Outro momento de aprendizado prático. Reidenberg estava falando sobre a perda de "obscuridade prática", ou seja, a idéia de que certas informações pessoais talvez tenham estado sempre disponíveis - por exemplo, nos registros judiciais -, mas descobri-las e disseminá-las sempre foi complicado na prática.
"Eu estava apresentando um trabalho acadêmico em uma conferência acadêmica, sobre a perda de obscuridade prática, e o exemplo que utilizei foi tirado do contexto e virou reportagem nacional", disse o professor.
Quando as informações sobre o dossiê chegaram à imprensa, Reidenberg ofereceu exibir a Scalia o material recolhido, mas o juiz não respondeu.
A privacidade, e sua violação, são assunto de discussão há milênios. As declarações de Scalia sobre a questão foram feitas em um evento que tratava do direito à privacidade e liberdade individual da antiguidade à era da internet. Mas a tecnologia vem pressionando nossas leis, e as soluções nem sempre são fáceis.
É valioso, por exemplo, descobrir quem foi detido recentemente por embriaguez ao volante, mas vivemos em um mundo no qual é possível rapidamente obter o endereço e foto de qualquer criminoso sexual ou pessoa que tenha sido apanhada embriagada ao volante em um raio de cinco quilômetros. Não é apenas que a informação pessoal circule o mundo e possa ser obtida por qualquer pessoa dotada de uma conexão de internet, mas também o imenso volume de informações disponível.
"No caso individual, poderia ser inócuo saber, por exemplo, que prefiro Coca-Cola a Pepsi", diz Daniel Solove, professor de Direito na Universidade George Washington. "Mas quando há um acúmulo de informações, a coisa muda de figura. Se existe um registro de tudo que alguém comprou ao longo dos anos, é possível fazer inferências sobre a saúde, a situação financeira e os interesses da pessoa".
Chris Reid, aluno de terceiro ano da Fordham que fez o curso de Reidenberg no ano passado, disse que seus colegas quase todos tendem a não se preocupar com a privacidade na internet, "mas nossa geração precisa receber um alerta a respeito". "As pessoas estão dispostas a abrir mão de muita privacidade em troca de um pequeno benefício. Elas não conhecem o custo completo", afirmou.

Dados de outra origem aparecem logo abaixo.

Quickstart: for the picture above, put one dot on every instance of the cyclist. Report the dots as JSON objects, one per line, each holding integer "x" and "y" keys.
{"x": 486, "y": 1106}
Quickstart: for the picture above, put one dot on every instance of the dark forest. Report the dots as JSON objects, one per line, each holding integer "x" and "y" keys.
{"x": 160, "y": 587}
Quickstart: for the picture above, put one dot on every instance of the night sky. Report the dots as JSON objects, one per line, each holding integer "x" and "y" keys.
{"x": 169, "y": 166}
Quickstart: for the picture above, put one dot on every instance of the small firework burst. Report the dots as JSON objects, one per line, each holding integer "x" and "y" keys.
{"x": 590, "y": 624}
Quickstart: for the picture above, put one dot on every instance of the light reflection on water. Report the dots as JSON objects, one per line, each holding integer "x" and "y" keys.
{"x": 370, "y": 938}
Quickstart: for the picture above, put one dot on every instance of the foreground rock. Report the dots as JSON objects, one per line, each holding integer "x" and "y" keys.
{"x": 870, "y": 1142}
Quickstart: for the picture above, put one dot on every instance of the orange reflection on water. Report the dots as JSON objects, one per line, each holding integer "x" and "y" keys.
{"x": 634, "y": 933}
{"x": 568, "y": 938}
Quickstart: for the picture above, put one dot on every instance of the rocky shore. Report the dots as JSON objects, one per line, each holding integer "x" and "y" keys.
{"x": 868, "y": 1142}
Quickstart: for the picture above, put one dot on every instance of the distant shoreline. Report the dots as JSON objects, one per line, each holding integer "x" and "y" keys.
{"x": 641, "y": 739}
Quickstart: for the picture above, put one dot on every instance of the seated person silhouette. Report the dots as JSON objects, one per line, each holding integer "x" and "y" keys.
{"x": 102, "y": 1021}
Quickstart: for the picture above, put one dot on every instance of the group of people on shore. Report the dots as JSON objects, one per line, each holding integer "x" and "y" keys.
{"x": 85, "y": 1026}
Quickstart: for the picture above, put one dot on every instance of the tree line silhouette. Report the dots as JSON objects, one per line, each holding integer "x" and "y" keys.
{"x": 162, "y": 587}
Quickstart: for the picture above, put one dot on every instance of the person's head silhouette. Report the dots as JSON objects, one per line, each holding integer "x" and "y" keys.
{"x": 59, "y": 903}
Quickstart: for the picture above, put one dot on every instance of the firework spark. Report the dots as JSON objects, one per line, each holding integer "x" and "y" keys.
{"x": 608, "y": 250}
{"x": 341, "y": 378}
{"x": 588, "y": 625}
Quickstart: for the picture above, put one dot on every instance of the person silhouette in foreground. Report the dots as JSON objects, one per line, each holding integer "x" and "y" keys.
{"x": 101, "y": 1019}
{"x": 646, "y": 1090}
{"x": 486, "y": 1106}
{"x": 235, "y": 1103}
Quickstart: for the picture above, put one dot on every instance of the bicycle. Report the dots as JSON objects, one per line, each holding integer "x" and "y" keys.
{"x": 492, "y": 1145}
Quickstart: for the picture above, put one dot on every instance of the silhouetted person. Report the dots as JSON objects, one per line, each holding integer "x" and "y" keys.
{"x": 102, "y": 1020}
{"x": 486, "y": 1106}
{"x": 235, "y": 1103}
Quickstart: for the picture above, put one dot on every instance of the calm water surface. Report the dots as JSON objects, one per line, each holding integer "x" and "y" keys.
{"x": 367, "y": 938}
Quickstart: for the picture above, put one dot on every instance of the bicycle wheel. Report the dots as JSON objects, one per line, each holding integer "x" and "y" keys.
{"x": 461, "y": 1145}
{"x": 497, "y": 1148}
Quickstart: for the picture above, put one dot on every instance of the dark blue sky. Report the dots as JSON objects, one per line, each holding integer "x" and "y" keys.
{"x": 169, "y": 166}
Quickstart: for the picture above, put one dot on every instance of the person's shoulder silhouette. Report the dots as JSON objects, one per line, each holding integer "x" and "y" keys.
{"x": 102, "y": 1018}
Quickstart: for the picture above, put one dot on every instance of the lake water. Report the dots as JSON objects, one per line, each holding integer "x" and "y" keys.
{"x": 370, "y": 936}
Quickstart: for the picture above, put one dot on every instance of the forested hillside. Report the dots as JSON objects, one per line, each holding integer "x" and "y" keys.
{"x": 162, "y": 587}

Scalia recusou um pedido de entrevista, por meio de um porta-voz, mas respondeu à questão em um comunicado: "Mantenho minha declaração de que é tolice imaginar que todos os dados sobre minha vida sejam privativos. Estava me referindo, é claro, à questão de cada um desses dados merecer proteção legal", afirmou. "Não é um fenômeno raro que algo seja ao mesmo tempo legal e irresponsável. A questão surge o tempo todo em casos quanto ao direito de livre expressão. E porque o professor não estava lecionando um curso sobre bom senso, presumo que tenha suposto que não precisava demonstrá-lo".
Um momento de aprendizado prático, mas talvez não de sabedoria.